KNAPP, Mathias, German explorer, b. in Werden in 1752; d. in Fulda, Hesse-Cassel, in 1814. He was educated in Munich, appointed in 1776 professor of natural history in the College of Erlangen, and was called to fill the same chair at the University of Munich in 1782. In the following year he was chosen president of the scientific expedition that was sent to South America by the Duke of Bavaria. He made a thorough survey of the Andes, visited Brazil in its most remote parts, resided in Venezuela in 1787-'9, studying the ethnography of that country, and afterward visited the Guianas, Peru, Chili, the Andes, Patagonia, and the Argentine Republic. He returned in 1792, and, resigning his professorship, devoted his time to the publication of the materials he had collected during his ten years' travels through South America. He afterward removed to Fulda, where he resided till his death. Among his works are "Origines gentis Americanorum" (Munich, 1795); "De usu et ratione experimentorum in perficienda historia naturalis" (Dresden, 1796); "Versuch über die Zeitrechnung der Vorwelt"(Leipsic, 1796); "Reisen im Südwesten von Brazilien" (2 vols., 1797); "Geschichte der Entdeckung Amerikas" (3 vols., 1798); "Reisen nach Amerika" (3 vols., 1801); "Guianische Skizzen" (Dresden, 1804); "Reise durch Peru und Chile" (2 vols., Leipsic, 1805); and "Die Chemie und ihre Anwendung auf das praktische Leben" (Dresden, 1808).
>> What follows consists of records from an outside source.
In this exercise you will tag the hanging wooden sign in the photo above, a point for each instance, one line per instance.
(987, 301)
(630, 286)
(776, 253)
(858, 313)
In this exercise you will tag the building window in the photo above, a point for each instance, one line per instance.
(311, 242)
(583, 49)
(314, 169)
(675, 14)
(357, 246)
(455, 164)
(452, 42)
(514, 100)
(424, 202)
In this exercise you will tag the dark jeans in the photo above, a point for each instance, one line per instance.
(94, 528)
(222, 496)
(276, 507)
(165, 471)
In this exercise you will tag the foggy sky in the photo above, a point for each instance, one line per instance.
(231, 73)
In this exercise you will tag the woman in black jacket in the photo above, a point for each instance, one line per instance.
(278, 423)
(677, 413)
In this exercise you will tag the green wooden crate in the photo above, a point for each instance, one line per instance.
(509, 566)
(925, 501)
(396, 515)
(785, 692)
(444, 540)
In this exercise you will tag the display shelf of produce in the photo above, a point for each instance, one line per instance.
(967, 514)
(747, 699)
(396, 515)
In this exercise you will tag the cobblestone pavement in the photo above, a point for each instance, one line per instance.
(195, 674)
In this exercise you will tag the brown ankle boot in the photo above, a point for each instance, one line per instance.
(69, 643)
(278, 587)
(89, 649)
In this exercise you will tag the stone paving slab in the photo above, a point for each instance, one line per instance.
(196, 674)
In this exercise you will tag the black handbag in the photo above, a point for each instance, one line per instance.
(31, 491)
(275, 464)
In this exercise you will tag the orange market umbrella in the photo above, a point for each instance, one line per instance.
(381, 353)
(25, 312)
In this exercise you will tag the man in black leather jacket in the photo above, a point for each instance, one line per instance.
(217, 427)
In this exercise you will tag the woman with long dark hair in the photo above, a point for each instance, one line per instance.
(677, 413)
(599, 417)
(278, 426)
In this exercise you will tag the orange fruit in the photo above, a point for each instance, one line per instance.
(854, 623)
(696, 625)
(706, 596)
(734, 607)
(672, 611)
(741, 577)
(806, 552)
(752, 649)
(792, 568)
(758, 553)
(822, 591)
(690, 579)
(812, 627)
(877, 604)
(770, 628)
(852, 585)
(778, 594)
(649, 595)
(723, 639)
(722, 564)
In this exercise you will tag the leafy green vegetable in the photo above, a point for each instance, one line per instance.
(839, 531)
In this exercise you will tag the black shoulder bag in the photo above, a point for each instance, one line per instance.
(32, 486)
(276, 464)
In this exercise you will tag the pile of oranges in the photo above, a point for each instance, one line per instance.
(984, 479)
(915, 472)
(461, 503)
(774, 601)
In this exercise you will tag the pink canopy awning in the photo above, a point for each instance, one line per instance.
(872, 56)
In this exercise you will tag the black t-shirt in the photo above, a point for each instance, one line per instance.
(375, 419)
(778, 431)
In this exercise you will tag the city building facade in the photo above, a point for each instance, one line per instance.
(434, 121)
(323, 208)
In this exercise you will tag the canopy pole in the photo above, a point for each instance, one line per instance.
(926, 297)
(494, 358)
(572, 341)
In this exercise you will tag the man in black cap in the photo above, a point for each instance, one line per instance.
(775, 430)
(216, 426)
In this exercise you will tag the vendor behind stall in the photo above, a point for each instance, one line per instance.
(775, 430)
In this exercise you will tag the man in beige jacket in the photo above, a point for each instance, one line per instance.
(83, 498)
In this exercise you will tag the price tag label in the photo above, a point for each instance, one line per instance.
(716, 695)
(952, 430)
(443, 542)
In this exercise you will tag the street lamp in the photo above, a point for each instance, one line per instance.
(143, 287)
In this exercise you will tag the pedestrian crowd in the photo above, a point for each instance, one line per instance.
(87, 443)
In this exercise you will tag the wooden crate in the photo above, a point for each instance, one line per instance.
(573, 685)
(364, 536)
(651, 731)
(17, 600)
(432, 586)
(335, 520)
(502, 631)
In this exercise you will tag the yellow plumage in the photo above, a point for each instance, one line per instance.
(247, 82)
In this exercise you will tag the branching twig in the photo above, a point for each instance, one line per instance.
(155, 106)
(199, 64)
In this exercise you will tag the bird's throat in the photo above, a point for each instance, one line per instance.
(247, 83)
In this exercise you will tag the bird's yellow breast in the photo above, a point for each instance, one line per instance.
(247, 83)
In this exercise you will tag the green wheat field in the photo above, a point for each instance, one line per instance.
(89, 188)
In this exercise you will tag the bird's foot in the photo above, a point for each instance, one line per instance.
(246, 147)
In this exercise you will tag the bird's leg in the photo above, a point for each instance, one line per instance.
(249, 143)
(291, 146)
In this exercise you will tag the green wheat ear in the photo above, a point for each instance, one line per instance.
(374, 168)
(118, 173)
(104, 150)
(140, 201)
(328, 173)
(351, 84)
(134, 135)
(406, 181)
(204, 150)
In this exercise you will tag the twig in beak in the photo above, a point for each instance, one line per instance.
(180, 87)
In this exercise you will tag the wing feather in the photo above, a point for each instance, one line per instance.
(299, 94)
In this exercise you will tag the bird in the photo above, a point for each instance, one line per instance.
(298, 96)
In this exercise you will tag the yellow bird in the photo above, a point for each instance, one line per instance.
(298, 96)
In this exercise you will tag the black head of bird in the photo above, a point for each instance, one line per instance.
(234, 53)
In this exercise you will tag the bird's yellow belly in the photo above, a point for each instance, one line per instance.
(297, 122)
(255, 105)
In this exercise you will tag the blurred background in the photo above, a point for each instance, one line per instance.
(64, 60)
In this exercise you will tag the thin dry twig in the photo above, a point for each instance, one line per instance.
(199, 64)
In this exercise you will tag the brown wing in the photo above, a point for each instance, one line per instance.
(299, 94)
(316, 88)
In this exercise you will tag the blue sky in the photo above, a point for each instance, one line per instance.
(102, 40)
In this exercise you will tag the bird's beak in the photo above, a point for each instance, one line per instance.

KNAPP, Samuel Lorenzo, author, b. in Newburyport, Mass., 19 Jan., 1783; d. in Hopkinton, Mass., 8 July, 1838. He was graduated at Dartmouth in 1804, studied law with Chief-Justice Theophilus Parsons, and attained to eminence in his profession. During the war of 1812 he commanded a regiment of militia on the coast defences. He became editor of the "Boston Gazette" in 1824, also conducting the "Boston Monthly Magazine," and in 1826 he established the "National Republican," on the failure of which, two years afterward, he removed to New York city, and returned to the practice of his profession. His works, which are chiefly biographical, include "Travels in North America by Ali Bey" (Boston, 1818); "Biographical Sketches of Eminent Lawyers, Statesmen, and Men of Letters" (1821); "Memoirs of Gen. Lafayette" (1824); "The Genius of Freemasonry" (Providence, 1828); "Discourse on the Life and Character of De Witt Clinton" (1828); "Lectures on American Literature" (New York, 1829); "Sketches of Public Characters by Ignatius Loyola Robertson, LL. D. " (1830); "American Biography" (1833); a revised edition of John Hinton's "History of the United States" (1834); "Life of Thomas Eady" (1834); "Advice in the Pursuit of Literature" (1835); "Memoir of the Life of Daniel Webster" (1835); "Life of Aaron Burr" (1835); "Life of Andrew Jackson" (1835); "The Bachelor, and Other Tales" (1836); and "Female Biography" (Philadelphia, 1843). He edited "The Library of American History" (New York, 1837).